Sprinters might soon whinge in London that they were unfairly beaten by a man with no legs, equally the women might also complain that they were bested by a a woman with no boobs.
Greystones council should reconsider selling rugby site
SHOULD SPORTING spaces be seen as functional, as the council in Greystones believe as they attempt to sell off part of the local rugby club? Are those spaces important markers of who we are and what the community is?
If the elected members of Greystones council were as perspicacious as Dr Eamon O’Sullivan was, the rugby club could rest easy. Dr O’Sullivan was the man who believed that when they were building Fitzgerald Stadium in Killarney in the early 1930s the patients of his mental institution should be involved.
Health and safety regulations might scupper any such ideas these days and perhaps too accusations of slave labour but O’Sullivan saw the inclusion of patients from the local St Finian’s Mental Hospital in building the GAA ground as a progressive form of occupational therapy.

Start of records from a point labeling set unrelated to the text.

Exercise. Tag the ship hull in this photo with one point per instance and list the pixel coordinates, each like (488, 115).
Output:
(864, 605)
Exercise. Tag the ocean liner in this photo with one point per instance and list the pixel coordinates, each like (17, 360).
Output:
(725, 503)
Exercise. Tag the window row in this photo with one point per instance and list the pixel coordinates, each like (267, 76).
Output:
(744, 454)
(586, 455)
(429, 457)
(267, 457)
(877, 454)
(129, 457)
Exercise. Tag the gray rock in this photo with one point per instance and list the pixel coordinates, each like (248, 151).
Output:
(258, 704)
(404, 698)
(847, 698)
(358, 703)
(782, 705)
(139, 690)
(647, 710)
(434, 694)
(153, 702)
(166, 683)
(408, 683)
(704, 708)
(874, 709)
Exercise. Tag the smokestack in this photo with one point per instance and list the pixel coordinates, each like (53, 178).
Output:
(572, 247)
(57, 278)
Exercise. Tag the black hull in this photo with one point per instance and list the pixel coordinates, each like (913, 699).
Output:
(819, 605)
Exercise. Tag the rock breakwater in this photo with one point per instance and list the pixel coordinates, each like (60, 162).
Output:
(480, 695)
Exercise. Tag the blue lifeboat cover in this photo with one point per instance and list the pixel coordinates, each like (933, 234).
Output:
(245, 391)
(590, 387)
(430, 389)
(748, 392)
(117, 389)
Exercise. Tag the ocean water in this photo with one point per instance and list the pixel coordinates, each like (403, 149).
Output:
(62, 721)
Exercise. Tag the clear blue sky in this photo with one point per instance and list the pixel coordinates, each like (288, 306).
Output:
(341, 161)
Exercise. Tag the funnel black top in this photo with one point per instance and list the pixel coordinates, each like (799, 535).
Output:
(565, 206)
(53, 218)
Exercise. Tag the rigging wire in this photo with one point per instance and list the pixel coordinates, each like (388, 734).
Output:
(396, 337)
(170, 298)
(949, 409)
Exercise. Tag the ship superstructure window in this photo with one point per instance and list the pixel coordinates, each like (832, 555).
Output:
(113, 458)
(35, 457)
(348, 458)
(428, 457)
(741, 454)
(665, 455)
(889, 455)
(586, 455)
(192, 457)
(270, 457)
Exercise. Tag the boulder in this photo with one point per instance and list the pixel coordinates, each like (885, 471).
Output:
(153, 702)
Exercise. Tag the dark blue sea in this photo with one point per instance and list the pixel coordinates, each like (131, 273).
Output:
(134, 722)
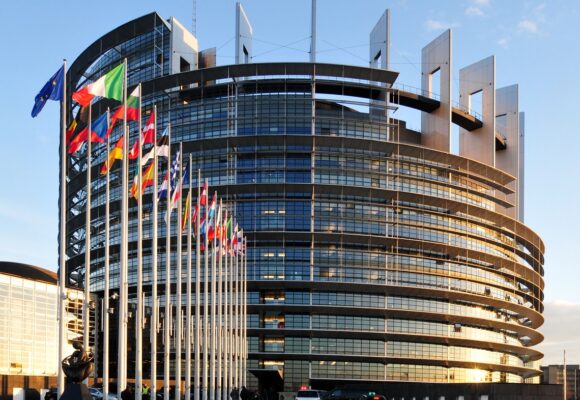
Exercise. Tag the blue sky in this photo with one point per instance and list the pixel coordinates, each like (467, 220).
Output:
(534, 42)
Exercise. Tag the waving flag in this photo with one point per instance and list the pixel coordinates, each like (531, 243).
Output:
(109, 85)
(148, 136)
(116, 153)
(52, 90)
(169, 178)
(203, 198)
(132, 109)
(162, 149)
(99, 129)
(146, 181)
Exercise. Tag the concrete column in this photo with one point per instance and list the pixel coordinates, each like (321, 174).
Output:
(244, 33)
(479, 144)
(436, 126)
(508, 125)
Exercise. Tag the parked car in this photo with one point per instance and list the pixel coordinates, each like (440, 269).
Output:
(310, 394)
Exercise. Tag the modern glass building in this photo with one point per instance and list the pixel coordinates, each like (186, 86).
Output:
(29, 327)
(375, 253)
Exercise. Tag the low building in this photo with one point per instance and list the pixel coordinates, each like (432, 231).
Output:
(29, 329)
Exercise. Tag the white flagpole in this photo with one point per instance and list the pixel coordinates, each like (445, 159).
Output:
(188, 291)
(226, 389)
(197, 290)
(231, 312)
(106, 334)
(178, 333)
(167, 348)
(237, 314)
(205, 301)
(87, 284)
(123, 287)
(139, 316)
(212, 353)
(245, 320)
(154, 303)
(62, 295)
(219, 332)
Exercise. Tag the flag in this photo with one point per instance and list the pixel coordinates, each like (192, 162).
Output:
(203, 198)
(52, 90)
(185, 212)
(116, 153)
(109, 85)
(132, 109)
(71, 130)
(146, 181)
(162, 149)
(98, 134)
(212, 208)
(176, 195)
(148, 136)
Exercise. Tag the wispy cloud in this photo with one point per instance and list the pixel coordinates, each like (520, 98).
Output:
(504, 42)
(533, 19)
(561, 331)
(477, 8)
(528, 26)
(437, 25)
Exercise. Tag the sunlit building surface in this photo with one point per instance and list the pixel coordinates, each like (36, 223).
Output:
(29, 327)
(375, 253)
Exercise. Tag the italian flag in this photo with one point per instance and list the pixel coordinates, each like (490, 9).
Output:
(109, 85)
(116, 153)
(132, 109)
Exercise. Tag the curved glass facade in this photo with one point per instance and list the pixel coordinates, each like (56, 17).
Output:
(369, 258)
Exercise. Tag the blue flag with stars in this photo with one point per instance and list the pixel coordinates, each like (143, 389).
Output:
(52, 90)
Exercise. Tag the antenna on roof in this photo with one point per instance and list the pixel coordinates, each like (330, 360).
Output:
(313, 33)
(194, 19)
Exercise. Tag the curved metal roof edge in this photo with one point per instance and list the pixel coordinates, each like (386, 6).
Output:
(27, 271)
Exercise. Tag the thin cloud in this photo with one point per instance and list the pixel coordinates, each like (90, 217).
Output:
(503, 42)
(528, 26)
(561, 332)
(474, 11)
(436, 25)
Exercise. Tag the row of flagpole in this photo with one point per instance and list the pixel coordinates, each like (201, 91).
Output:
(214, 334)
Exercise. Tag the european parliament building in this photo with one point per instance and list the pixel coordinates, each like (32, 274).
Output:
(375, 253)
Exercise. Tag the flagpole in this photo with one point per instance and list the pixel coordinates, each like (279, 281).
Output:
(139, 317)
(154, 301)
(122, 335)
(178, 281)
(231, 313)
(226, 389)
(197, 290)
(166, 353)
(87, 284)
(237, 314)
(106, 333)
(205, 301)
(188, 292)
(213, 307)
(62, 326)
(219, 349)
(245, 311)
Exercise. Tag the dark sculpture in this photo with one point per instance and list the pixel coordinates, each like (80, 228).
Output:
(78, 366)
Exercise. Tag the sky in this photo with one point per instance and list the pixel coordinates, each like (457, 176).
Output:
(535, 44)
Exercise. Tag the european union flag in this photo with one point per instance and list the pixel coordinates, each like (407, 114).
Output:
(51, 90)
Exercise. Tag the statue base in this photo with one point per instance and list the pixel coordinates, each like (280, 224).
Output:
(76, 391)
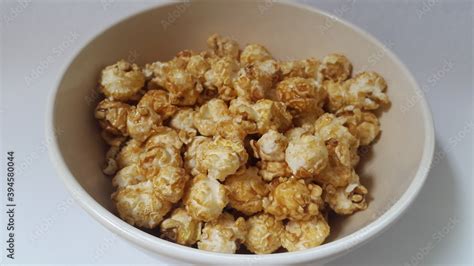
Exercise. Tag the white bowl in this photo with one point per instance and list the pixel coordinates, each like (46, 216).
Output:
(394, 173)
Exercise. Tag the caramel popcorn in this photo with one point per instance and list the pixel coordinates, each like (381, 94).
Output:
(121, 81)
(246, 191)
(208, 136)
(181, 228)
(293, 199)
(264, 232)
(205, 198)
(301, 235)
(223, 235)
(139, 205)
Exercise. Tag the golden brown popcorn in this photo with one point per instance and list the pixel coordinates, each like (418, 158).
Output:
(363, 125)
(139, 205)
(164, 136)
(346, 200)
(112, 116)
(306, 68)
(302, 96)
(127, 176)
(181, 228)
(365, 91)
(205, 198)
(254, 53)
(263, 235)
(157, 157)
(220, 77)
(294, 199)
(246, 191)
(223, 235)
(301, 235)
(329, 127)
(209, 116)
(221, 158)
(142, 122)
(223, 46)
(255, 81)
(335, 67)
(306, 156)
(129, 154)
(121, 81)
(158, 101)
(271, 146)
(170, 183)
(198, 145)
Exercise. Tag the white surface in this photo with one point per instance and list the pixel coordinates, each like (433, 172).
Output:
(51, 228)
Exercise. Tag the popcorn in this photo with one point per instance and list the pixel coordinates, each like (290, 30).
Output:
(129, 154)
(335, 67)
(301, 235)
(142, 122)
(221, 158)
(158, 101)
(170, 182)
(254, 53)
(306, 156)
(301, 95)
(365, 91)
(223, 47)
(263, 235)
(293, 199)
(139, 205)
(346, 200)
(179, 133)
(246, 191)
(181, 228)
(205, 198)
(112, 116)
(121, 81)
(223, 235)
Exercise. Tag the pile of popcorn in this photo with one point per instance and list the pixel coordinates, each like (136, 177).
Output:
(230, 148)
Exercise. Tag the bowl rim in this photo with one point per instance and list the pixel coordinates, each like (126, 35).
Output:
(176, 251)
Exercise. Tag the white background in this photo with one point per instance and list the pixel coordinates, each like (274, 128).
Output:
(428, 36)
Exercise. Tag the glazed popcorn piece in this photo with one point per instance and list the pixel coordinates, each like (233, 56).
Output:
(264, 233)
(139, 205)
(301, 235)
(211, 134)
(170, 183)
(365, 91)
(293, 199)
(129, 175)
(346, 200)
(221, 158)
(112, 116)
(329, 127)
(246, 191)
(306, 68)
(255, 81)
(223, 235)
(335, 67)
(365, 126)
(181, 228)
(223, 46)
(129, 154)
(158, 101)
(253, 53)
(141, 122)
(205, 198)
(306, 156)
(302, 96)
(121, 81)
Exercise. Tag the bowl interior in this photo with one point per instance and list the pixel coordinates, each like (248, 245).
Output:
(289, 32)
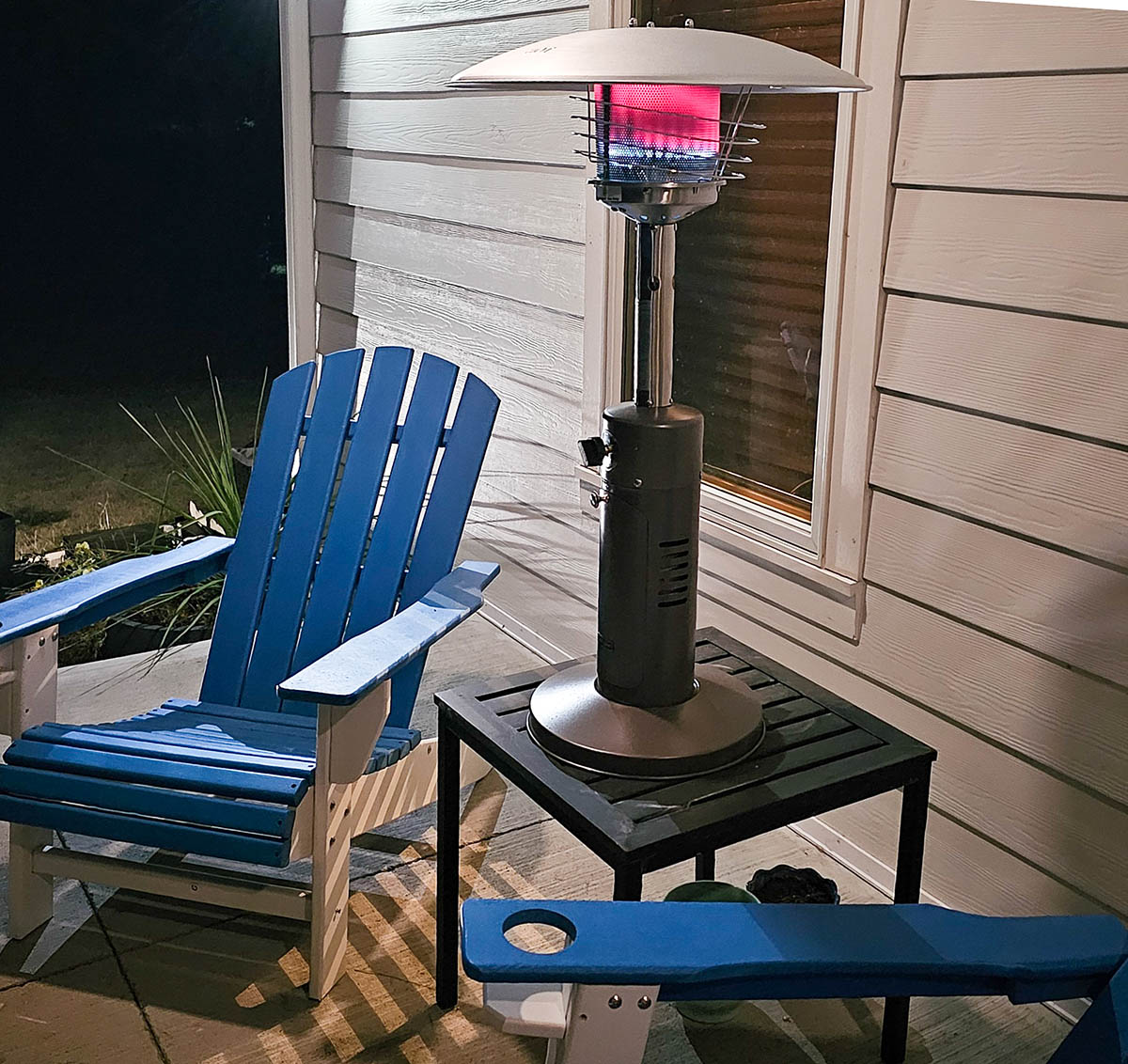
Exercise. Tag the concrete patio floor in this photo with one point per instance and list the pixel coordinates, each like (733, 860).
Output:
(125, 978)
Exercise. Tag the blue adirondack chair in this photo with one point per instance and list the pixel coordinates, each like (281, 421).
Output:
(593, 998)
(302, 737)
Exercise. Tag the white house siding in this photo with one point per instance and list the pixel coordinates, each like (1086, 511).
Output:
(996, 567)
(454, 223)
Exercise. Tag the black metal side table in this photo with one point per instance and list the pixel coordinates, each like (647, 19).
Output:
(821, 754)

St Finian’s held 1000 patients and 50 of those were involved in the construction of the ground over a four-year period. Fitzgerald Stadium was finally opened for Gaelic Games in 1936 (one year before Greystones RC was founded) and one of the newer stands, erected in 1977, is named after O’Sullivan.
Greystones council could suffer the ignominy of Dún Laoghaire and Rathdown, when they attempted to sell off seafront space at the Dún Laoghaire Baths site, which forced thousands of locals to the streets.
What O’Sullivan understood 70 years ago, councils clearly do not-the price of everything and value of nothing.